The appeal is dismissed with costs.


____________________

L T C HARMS

JUDGE OF APPEAL




AGREE:


MPATI JA

BRAND JA

NUGENT JA

LEWIS AJA



1 Sonarep (SA) (Pty) Ltd v Motorcraft (Pty) Ltd 1981 (1) SA 889 (N) 902F, a full court decision.

2 Williams v Evans 1978 (1) SA 1170 (C) 1174F-1175F is consequently wrong.

3 D Hutchinson ‘Contract Formation’ in Zimmermann & Visser Southern Cross: Civil Law and Common Law in South Africa 183-184.

4 Sonarep (SA) (Pty) Ltd v Motorcraft (Pty) Ltd supra 901G-H; Christie The Law of Contract in South Africa 4 ed 380.

5 Banks v Cluver 1946 TPD 451 458-459 accepted Von Savigny’s classification. According to the latter an error in motive is one that does not affect the will of the contracting party but relates to the preliminary process of the formation of the will. It is contrasted with an error in respect of the transaction.
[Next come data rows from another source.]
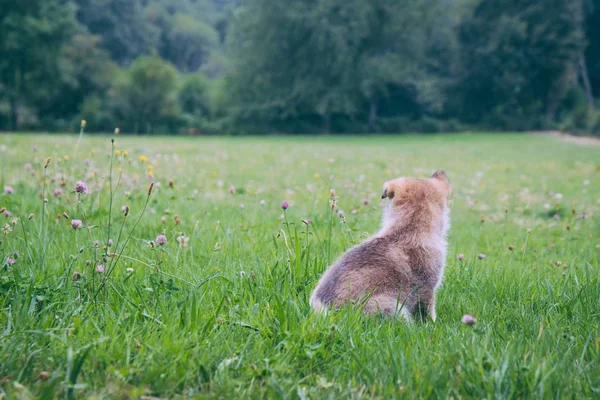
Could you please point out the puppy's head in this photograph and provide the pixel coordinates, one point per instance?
(429, 195)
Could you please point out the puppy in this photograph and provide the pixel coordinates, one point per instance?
(398, 270)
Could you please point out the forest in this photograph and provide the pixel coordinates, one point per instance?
(299, 66)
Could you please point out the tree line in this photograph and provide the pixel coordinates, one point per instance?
(299, 66)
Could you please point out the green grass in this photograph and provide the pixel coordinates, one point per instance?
(227, 316)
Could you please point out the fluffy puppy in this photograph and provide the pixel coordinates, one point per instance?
(400, 268)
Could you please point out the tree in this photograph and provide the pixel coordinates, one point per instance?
(591, 58)
(32, 32)
(146, 94)
(322, 60)
(85, 70)
(125, 33)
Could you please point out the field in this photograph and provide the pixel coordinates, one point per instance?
(221, 309)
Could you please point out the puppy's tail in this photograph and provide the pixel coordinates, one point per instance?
(316, 303)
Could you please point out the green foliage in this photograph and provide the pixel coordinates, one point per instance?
(305, 66)
(518, 57)
(125, 33)
(31, 36)
(145, 95)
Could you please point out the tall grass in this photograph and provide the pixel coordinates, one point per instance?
(221, 309)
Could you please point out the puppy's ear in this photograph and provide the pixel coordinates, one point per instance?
(441, 175)
(389, 190)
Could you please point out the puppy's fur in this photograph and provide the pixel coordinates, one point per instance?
(400, 268)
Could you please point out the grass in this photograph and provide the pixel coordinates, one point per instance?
(222, 311)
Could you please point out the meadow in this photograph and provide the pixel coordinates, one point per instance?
(167, 267)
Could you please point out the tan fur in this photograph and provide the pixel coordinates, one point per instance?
(400, 268)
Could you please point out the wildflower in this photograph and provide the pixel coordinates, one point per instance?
(183, 240)
(161, 239)
(81, 187)
(7, 229)
(76, 223)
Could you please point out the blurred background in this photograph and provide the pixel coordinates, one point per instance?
(299, 66)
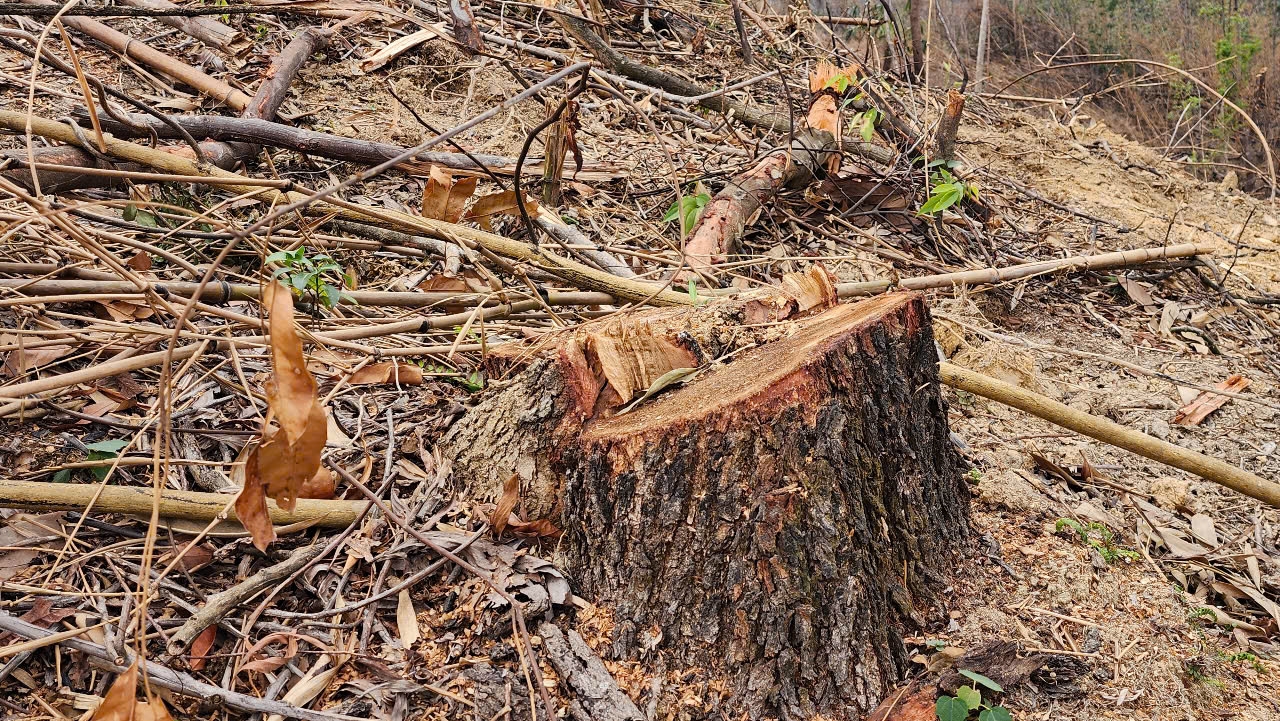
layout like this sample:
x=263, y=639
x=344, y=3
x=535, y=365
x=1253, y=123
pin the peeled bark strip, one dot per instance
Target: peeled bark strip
x=325, y=145
x=201, y=27
x=949, y=126
x=154, y=59
x=780, y=520
x=726, y=215
x=465, y=30
x=282, y=71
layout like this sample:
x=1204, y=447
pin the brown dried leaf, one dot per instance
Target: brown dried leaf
x=288, y=459
x=443, y=199
x=387, y=373
x=406, y=619
x=200, y=648
x=251, y=503
x=120, y=699
x=506, y=505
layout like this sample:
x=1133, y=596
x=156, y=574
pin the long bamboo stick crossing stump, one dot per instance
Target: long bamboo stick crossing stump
x=781, y=520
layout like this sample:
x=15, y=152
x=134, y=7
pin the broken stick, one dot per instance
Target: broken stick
x=1110, y=432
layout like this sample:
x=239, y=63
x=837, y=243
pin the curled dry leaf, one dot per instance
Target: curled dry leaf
x=200, y=648
x=444, y=197
x=120, y=702
x=288, y=456
x=387, y=373
x=497, y=204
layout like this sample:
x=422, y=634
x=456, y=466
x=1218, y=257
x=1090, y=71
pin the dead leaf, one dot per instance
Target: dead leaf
x=1206, y=402
x=22, y=360
x=442, y=282
x=387, y=373
x=406, y=619
x=446, y=197
x=1136, y=291
x=200, y=648
x=120, y=702
x=141, y=261
x=498, y=204
x=289, y=453
x=506, y=505
x=323, y=484
x=1202, y=528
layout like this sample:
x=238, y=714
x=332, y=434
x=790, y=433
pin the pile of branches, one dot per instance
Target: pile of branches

See R Zimmermann The Law of Obligations Roman Foundations of the Civil Tradition 614; JC De Wet Dwaling en Bedrog by Kontraksluiting 4-6. Pothier Traité des Obligations 1.1.3.1.20 is to the same effect.

6 The Laws of Scotland: Stair Memorial Encyclopaedia vol 15 par 686, 688.

7 Kontraktereg & Handelsreg 4ed 138-139 now to be found in De Wet and Van Wyk Kontraktereg & Handelsreg 5 ed 154.

8 (1951) 84 CLR 337 407-408 per Dixon and Fullagar JJ.

9 Contract: General Principles 19.

10 See also Hare’s Brickfield Ltd v Cape Town City Council 1985 (1) SA 769 (C) 781F-G; McCulloch v Kelvinator Group Services of SA (Pty) Ltd 1998 (4) SA 814 (W) 823E-824 and on appeal to the Full Court Kelvinator Group Services of SA (Pty) Ltd v McCulloch 1999 (4) SA 840 (W) 844J et seq.

11 An Introduction to the Law of Contract 3 ed 191-192. Also Atiyah & Bennion ‘Mistake in the Construction of Contracts’ (1961) 21 Modern Law Review 421.

12 In the reported Huddersfield judgment the word is ‘consideration’. I have checked the signed judgment in the archives and Schreiner JA in fact used the word ‘condition’. Whether this was a slip of the pen or the correction of an obvious mistake we do not know. The word ‘consideration’ – considering its technical meaning in English law – appears to make no sense in this context.

13 Papadopoulos v Trans-State Properties and Investments Ltd 1979 (1) SA 682 (W) 687G.